アンハッピー・ウエディング〜前編〜

午前中いっぱいかけて、新校舎の中庭やグラウンド周辺の掃除、ゴミ拾い、草むしりなどを行い。

午後くらいは解放してくれるかと思いきや、そんなことはなく。

午後はひたすら、新校舎の花壇の世話をさせられた。

馬車馬のように働かされる、とはこのことである。

今更だけどこれ、生徒の仕事か?

金持ちのお嬢さん学校なら、花壇の世話くらい業者に頼めよ。

心の中で散々愚痴りまくりながら、何時間も掃除し。

女子部の新入生達が京都から帰ってきたであろう時刻に、俺達はようやく解放された。

三日間に渡る掃除地獄が、やっとこさ終わった。

「ぐぇぇ…。

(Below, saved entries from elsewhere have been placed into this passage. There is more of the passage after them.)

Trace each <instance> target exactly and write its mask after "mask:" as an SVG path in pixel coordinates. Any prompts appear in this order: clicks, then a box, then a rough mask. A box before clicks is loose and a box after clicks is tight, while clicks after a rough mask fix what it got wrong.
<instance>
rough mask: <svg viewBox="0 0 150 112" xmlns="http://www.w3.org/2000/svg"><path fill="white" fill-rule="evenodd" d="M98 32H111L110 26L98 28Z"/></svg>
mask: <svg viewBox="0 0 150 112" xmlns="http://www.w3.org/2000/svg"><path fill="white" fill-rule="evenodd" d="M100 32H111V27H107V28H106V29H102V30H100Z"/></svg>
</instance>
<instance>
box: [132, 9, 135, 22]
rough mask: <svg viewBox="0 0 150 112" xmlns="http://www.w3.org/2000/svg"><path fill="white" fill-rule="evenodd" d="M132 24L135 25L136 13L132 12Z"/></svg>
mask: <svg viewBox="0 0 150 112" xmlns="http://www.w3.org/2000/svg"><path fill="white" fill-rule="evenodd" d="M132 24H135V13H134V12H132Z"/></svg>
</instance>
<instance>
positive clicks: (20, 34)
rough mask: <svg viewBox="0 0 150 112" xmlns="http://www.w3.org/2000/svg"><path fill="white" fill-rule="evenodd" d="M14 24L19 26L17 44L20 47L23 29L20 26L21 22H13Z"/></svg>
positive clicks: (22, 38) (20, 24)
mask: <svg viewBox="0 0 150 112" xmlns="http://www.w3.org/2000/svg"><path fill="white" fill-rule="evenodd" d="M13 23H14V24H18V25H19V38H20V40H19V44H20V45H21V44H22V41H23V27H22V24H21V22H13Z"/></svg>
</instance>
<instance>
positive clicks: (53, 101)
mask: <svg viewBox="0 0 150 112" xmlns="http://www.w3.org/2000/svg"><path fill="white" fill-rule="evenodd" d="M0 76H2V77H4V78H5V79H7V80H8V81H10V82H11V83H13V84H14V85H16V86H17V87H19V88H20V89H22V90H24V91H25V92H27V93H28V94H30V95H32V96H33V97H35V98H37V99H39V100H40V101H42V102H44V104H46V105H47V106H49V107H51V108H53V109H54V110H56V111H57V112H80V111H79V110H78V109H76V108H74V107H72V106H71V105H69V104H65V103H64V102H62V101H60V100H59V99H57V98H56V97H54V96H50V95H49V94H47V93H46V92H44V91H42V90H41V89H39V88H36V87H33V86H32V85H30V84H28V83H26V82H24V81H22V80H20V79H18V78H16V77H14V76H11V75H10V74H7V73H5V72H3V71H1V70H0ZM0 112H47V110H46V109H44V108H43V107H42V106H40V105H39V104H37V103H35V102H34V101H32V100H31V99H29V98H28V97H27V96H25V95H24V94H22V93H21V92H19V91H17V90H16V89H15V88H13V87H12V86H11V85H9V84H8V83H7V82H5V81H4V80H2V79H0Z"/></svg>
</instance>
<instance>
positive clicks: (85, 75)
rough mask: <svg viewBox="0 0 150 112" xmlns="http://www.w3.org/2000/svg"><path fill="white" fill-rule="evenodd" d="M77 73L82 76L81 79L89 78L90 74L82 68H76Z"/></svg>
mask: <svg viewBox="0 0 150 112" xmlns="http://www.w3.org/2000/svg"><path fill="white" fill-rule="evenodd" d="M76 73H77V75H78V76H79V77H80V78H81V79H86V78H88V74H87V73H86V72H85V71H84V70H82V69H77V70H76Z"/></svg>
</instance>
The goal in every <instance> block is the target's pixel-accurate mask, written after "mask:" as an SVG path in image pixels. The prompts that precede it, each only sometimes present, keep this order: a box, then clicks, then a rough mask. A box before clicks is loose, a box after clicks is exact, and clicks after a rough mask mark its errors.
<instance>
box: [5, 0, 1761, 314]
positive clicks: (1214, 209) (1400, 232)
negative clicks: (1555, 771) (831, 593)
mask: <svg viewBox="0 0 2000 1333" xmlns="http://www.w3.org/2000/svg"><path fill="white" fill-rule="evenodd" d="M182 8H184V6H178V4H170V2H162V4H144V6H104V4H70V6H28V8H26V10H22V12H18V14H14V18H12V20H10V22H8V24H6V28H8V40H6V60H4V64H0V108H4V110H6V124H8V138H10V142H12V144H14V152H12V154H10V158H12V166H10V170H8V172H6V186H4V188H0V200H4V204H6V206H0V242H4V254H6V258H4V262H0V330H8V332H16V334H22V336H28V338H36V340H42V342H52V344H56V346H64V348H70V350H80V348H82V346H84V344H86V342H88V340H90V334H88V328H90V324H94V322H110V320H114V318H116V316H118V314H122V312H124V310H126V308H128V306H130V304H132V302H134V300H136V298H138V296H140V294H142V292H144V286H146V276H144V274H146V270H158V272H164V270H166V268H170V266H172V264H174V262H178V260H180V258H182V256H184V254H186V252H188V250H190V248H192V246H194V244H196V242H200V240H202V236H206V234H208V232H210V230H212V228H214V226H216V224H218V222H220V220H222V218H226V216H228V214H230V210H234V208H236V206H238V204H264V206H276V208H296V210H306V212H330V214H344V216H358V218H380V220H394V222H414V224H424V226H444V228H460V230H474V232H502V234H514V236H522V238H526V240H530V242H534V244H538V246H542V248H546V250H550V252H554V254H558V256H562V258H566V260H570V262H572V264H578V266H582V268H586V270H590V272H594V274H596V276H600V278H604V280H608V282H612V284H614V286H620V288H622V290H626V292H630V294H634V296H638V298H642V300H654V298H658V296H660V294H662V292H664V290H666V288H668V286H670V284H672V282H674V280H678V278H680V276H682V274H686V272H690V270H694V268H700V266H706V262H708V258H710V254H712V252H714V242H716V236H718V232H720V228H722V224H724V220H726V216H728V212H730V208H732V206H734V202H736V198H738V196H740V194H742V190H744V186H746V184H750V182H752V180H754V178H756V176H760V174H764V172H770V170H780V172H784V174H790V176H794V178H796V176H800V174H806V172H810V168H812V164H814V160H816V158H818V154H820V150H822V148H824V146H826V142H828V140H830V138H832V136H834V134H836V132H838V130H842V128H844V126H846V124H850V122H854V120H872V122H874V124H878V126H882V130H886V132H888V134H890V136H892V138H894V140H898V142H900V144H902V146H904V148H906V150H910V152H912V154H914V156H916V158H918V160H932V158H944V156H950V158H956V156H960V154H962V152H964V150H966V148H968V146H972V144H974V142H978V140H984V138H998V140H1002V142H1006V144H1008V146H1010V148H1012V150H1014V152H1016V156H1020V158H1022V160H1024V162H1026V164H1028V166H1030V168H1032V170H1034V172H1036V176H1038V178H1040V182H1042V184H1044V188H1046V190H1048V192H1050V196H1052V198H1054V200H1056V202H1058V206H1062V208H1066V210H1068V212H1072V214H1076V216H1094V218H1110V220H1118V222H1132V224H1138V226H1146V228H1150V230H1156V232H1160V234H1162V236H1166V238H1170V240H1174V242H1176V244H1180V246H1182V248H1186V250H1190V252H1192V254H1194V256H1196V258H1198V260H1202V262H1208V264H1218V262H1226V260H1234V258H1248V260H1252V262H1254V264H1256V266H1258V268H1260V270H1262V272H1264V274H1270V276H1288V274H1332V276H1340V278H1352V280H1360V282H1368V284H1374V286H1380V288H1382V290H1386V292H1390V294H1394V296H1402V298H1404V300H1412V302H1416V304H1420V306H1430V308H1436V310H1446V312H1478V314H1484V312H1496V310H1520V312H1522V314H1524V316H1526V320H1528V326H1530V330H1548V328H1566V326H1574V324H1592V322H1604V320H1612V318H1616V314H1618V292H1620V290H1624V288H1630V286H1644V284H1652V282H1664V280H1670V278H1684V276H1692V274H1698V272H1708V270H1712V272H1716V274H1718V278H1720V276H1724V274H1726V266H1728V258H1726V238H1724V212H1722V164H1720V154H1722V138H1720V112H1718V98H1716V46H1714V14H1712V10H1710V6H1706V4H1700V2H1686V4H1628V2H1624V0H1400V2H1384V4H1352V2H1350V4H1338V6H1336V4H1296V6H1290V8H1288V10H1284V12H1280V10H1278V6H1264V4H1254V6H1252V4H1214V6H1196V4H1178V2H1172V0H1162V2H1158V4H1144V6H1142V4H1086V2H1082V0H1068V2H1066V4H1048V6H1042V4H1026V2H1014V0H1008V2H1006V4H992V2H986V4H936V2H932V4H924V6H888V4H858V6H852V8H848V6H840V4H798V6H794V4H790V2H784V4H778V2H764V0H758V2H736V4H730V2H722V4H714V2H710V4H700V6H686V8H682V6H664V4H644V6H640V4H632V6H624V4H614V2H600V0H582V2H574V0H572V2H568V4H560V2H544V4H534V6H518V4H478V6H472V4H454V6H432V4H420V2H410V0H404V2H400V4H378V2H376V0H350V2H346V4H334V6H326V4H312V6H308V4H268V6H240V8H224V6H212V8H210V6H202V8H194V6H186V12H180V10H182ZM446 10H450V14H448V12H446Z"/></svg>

疲れた…」

雛堂は喉を締められた鶏みたいな声を出して、だらしなく机に突っ伏した。

…気持ちは分かる。

「つーか、お土産は?あんなに掃除頑張ったんだから、生八ツ橋くらいもらっても良くね!?」

まだ諦められないらしい。

生八ツ橋…はさすがに無理だけど。

「スポーツドリンクもらったじゃん」

さっき帰りのホームルームで、「皆さん、三日間お疲れ様でした」って。

担任教師が、新入生全員にスポーツドリンクのペットボトルを一本ずつ配ってくれた。

喜んで良いのか微妙なところだよな。

何ももらえないよりはマシ…なのかもしれないが。

「スポドリだと?自分達の三日間の苦労は、たかがスポドリ一本分だと思ってんのか!?」

雛堂の気持ちも分かる。

いっそ何もくれない方が良かったかもしれない。遠慮なく悪態をつけるから。

中途半端に中途半端なものをもらってしまったが故に、悪態もつけない。

生徒達に責められない、ギリギリのラインで持ちこたえてんなーって。

「スポドリなんて、自販機で買えるじゃん!スーパーで買ったら、一本百円未満だろ?最低時給を守れよ!生八ツ橋持ってこーい!」

雛堂、未練タラタラ。

そんなに好きなのか?生八ツ橋。いい加減諦めろ。

喚いたってどうにもならないだろ。もう終わったことなんだから。

そう。これでようやく掃除地獄は終わったんだ。

週末ゆっくり過ごして、来週から始まる授業に備えようぜ。

「畜生、学生だと思ってこき使いやがってよー…。よし。ここいらで憂さ晴らしに、ぱーっと豪遊しようぜ」

と、雛堂。

「何だよ、豪遊って…」

「カラオケ行こうぜ。自分と、星見のお兄さんと乙無のお兄さん。いつメン3人で」

いつメンって。俺達今週出会ったばかりなんだが?

もういつメンになってんの?早くね?

…いや、それより。

カラオケ…。…カラオケねぇ。

俺、この辺地元じゃないから、何処にあるのか知らないけど…。

近くにあるのか?学校の近くに。